4 | Vertrauen statt Misstrauen
Unangekündigte Tests signalisieren Misstrauen: „Wer nicht jederzeit geprüft wird, lernt nicht.“ Empirisch ist das unhaltbar, pädagogisch kontraproduktiv. Lernen ist kein Versteckspiel, sondern ein aktiver Prozess aus Planung, Reflexion und Motivation. Regelmäßiges, angekündigtes Feedback lässt Stressresilienz und Selbstvertrauen wachsen – beides Schlüssel für Leistung im 21. Jahrhundert.
Fazit & Appell
Dass ausgerechnet junge Menschen selbst mit dieser Petition für eine Bildungswende eintreten, ist ein Weckruf. Sie fordern nicht weniger Anstrengung, sondern eine, die trägt. Sie wollen nicht weniger Tests, sondern sinnvollere. Sie haben erkannt: Lernen braucht Verlässlichkeit, keine Willkür.
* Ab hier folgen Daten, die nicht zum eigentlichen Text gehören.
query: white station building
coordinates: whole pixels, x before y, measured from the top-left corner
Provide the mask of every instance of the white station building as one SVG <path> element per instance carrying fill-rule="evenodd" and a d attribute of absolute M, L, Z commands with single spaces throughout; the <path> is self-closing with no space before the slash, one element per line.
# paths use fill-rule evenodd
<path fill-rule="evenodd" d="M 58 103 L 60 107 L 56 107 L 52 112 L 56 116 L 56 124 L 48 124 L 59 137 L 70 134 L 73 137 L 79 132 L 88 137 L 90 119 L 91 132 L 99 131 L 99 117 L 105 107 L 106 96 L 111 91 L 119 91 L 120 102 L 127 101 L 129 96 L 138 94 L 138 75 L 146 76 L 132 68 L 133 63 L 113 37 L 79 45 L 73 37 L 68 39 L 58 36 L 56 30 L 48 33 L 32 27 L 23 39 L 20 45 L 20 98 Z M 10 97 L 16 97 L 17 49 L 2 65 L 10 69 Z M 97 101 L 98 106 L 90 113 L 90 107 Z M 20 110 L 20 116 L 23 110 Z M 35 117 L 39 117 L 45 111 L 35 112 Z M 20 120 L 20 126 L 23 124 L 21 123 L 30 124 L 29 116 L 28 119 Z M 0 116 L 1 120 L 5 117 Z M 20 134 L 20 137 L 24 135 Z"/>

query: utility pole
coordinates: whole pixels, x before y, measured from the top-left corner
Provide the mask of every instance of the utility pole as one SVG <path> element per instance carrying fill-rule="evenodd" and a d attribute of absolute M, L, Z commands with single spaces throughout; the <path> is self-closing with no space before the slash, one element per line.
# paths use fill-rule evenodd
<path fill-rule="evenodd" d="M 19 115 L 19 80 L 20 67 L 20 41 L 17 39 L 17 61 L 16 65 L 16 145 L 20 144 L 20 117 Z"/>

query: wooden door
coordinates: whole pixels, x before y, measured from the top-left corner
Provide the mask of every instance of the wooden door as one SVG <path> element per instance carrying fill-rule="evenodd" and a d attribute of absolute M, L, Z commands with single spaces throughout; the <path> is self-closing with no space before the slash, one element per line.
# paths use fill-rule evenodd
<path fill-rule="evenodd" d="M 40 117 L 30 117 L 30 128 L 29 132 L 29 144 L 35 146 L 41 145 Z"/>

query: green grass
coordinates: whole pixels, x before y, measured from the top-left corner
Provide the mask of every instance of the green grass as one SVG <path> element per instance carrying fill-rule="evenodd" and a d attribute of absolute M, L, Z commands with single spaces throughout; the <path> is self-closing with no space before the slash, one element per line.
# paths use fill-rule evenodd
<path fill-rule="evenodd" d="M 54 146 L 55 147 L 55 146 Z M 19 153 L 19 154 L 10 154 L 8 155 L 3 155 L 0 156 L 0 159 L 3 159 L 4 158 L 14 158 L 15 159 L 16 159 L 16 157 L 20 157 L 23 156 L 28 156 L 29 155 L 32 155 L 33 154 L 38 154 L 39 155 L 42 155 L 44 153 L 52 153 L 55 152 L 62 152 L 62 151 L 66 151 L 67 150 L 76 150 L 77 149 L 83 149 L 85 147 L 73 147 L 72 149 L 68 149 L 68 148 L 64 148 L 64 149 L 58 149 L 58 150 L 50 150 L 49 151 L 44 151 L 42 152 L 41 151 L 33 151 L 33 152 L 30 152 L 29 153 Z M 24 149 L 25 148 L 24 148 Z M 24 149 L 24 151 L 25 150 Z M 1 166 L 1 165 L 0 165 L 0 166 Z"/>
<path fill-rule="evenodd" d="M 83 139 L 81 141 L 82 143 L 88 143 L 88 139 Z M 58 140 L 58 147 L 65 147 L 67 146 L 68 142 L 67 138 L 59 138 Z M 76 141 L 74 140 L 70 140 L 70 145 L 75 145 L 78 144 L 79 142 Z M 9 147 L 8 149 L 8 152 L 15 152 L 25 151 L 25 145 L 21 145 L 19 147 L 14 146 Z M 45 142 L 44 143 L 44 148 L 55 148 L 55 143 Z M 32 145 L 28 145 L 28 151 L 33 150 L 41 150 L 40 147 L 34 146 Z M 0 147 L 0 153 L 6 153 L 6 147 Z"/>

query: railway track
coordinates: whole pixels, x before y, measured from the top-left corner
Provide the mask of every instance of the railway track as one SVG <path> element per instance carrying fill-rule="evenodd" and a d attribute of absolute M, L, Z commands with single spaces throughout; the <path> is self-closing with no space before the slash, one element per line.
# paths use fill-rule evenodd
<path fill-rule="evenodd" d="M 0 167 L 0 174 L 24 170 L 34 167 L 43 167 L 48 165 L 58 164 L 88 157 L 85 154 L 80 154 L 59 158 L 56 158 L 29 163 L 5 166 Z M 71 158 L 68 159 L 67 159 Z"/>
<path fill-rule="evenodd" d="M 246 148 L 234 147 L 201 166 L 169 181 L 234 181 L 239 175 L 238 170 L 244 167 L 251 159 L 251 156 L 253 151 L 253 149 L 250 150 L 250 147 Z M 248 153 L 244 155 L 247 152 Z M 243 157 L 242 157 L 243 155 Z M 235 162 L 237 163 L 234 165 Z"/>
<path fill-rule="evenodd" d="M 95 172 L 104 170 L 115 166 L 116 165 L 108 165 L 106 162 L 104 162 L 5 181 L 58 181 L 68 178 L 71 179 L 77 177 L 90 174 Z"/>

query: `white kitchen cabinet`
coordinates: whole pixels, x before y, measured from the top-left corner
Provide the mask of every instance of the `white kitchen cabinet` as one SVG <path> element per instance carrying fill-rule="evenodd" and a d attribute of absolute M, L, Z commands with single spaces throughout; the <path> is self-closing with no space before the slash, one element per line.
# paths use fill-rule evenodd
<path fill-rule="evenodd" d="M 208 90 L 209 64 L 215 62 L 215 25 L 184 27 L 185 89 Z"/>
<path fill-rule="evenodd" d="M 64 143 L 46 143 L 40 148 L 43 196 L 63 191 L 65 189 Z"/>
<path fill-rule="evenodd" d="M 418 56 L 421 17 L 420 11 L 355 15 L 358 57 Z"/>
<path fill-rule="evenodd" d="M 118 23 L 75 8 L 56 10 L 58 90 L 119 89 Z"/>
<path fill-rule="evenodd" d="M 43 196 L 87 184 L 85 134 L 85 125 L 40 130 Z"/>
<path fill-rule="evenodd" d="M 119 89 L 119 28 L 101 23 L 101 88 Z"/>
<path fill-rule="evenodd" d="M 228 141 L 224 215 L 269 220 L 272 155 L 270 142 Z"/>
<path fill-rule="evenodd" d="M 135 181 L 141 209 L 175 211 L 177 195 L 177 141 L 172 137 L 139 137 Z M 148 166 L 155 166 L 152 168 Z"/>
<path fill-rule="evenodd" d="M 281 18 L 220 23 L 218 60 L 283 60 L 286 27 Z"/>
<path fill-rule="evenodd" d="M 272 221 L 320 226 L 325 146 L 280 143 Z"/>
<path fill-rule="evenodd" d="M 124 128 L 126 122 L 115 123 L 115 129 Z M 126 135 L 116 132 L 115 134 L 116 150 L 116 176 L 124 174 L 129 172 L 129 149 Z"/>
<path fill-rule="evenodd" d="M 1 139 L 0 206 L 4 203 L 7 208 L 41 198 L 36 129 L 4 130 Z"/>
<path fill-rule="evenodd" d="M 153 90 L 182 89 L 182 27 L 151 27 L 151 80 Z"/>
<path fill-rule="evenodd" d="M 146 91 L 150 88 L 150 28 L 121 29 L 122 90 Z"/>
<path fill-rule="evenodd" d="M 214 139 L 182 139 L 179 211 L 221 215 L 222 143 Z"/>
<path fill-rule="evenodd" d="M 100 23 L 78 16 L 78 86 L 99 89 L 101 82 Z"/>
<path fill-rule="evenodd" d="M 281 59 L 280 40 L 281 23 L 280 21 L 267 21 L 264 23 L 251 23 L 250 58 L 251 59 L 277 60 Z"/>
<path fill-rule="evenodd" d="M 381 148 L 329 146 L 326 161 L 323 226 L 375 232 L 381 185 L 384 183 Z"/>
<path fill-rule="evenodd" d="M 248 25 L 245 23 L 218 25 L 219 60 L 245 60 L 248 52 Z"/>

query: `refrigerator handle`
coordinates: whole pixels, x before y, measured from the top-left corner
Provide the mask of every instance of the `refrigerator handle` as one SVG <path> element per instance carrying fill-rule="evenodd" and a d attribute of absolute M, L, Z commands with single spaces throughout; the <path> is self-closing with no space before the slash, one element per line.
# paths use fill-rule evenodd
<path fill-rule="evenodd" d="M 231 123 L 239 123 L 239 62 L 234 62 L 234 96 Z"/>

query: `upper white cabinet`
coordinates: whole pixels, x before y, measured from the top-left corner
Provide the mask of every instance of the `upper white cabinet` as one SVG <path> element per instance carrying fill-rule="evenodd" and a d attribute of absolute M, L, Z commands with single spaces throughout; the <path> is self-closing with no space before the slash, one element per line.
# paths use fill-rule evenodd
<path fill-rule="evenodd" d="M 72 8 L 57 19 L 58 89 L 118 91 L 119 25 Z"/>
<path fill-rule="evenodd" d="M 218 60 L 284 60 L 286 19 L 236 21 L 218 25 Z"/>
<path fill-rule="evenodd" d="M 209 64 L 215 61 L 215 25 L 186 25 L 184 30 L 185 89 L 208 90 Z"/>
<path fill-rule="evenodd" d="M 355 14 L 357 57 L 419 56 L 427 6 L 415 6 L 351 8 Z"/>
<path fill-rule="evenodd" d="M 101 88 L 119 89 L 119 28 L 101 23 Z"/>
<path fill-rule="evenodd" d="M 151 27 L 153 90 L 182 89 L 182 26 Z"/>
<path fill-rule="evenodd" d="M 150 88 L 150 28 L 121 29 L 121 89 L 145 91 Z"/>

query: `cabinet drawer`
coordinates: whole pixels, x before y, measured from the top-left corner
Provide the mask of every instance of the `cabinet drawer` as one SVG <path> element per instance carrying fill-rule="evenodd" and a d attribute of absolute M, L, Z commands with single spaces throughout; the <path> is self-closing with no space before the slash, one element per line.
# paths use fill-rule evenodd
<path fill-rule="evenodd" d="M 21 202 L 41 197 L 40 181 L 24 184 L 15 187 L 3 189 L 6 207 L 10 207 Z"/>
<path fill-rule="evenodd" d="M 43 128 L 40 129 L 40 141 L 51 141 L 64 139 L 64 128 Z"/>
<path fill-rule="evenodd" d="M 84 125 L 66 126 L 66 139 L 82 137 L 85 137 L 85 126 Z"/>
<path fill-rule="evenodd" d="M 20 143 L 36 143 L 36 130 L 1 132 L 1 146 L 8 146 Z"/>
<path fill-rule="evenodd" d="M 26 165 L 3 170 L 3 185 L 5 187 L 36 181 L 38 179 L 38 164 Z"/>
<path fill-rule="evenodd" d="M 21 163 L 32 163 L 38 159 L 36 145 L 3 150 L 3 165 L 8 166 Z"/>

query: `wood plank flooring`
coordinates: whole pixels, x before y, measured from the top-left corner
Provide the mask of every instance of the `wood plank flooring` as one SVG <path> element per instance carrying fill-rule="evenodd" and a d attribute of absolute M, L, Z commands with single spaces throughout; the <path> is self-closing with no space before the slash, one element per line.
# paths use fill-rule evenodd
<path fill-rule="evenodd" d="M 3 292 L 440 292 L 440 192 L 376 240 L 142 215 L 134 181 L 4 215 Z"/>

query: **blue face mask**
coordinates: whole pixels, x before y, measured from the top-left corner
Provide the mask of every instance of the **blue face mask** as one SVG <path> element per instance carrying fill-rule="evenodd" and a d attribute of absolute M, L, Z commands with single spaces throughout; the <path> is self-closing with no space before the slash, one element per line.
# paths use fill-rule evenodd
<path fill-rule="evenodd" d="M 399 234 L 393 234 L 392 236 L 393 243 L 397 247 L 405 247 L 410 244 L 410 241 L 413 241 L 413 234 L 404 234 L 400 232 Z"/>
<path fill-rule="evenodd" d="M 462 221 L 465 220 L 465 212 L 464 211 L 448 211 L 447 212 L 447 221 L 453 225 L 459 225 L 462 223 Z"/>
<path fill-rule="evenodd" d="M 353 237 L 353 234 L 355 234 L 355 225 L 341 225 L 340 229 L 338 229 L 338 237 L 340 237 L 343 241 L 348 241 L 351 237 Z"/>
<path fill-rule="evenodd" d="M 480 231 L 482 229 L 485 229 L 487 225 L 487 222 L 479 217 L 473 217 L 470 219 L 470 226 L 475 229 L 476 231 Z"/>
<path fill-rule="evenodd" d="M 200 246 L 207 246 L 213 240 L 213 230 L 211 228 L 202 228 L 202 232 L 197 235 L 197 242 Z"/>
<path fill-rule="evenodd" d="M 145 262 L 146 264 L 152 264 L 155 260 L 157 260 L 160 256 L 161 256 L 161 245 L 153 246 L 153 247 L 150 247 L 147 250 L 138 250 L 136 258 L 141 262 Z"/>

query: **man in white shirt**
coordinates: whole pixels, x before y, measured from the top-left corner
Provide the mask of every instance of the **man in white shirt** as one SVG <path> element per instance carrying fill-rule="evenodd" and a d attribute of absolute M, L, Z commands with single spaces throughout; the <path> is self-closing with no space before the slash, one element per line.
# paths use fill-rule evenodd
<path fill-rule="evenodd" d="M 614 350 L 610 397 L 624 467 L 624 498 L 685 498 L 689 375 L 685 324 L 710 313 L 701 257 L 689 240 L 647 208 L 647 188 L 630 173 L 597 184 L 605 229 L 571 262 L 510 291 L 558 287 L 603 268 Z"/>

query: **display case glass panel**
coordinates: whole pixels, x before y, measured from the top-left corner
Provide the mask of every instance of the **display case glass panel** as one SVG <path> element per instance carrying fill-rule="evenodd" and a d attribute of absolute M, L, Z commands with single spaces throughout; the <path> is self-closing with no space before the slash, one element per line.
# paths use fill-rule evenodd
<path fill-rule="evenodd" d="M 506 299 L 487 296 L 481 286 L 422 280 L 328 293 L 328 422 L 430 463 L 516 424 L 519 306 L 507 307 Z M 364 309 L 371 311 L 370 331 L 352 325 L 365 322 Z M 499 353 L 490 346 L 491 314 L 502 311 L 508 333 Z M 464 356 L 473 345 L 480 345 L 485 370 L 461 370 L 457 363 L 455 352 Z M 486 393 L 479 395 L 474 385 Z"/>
Der BEV unterstützt diesen Impuls. Jetzt ist die Zeit, Bildung neu zu denken – nicht mit mehr Druck, sondern mit mehr Verantwortung. Für eine Schule, die nicht überrumpelt, sondern aufbaut. Für ein Lernen, das stark macht. Für Leistung, die von innen kommt.
Unabhängig von der Petition können schon heute Lehrkräfte freiwillig auf unangekündigte Tests verzichten – ganz ohne Gesetzesänderung. Der BEV appelliert daher an Schulleitungen und Lehrkräfte: „Haben Sie den Mut, Leistungsmessung im Sinne einer nachhaltigen und fortschrittlichen Pädagogik an Ihrer Schule zu gestalten und auf unangekündigte Tests zu verzichten!“
*Die Studien:
- PISA-Studie 2022: Deutsche Schülerinnen und Schüler erreichten im Lesen, in Mathematik und in Naturwissenschaften die niedrigsten Werte seit Beginn der PISA-Erhebung.
- IGLU-Studie 2024: Rund 25 % der Viertklässlerinnen und Viertklässler in Deutschland erreichen nicht die Mindeststandards im Lesen – ein alarmierender Anstieg.
- TIMSS (Trends in Mathematics and Science Study) & WHO-Daten: Fast jeder dritte Schülerin in Deutschland zeigt Anzeichen psychischer Überlastung oder Stresssymptome – Konzentrationsprobleme, Ängste, depressive Verstimmungen. Schule ist für viele kein sicherer Ort mehr, sondern Quelle von Belastung.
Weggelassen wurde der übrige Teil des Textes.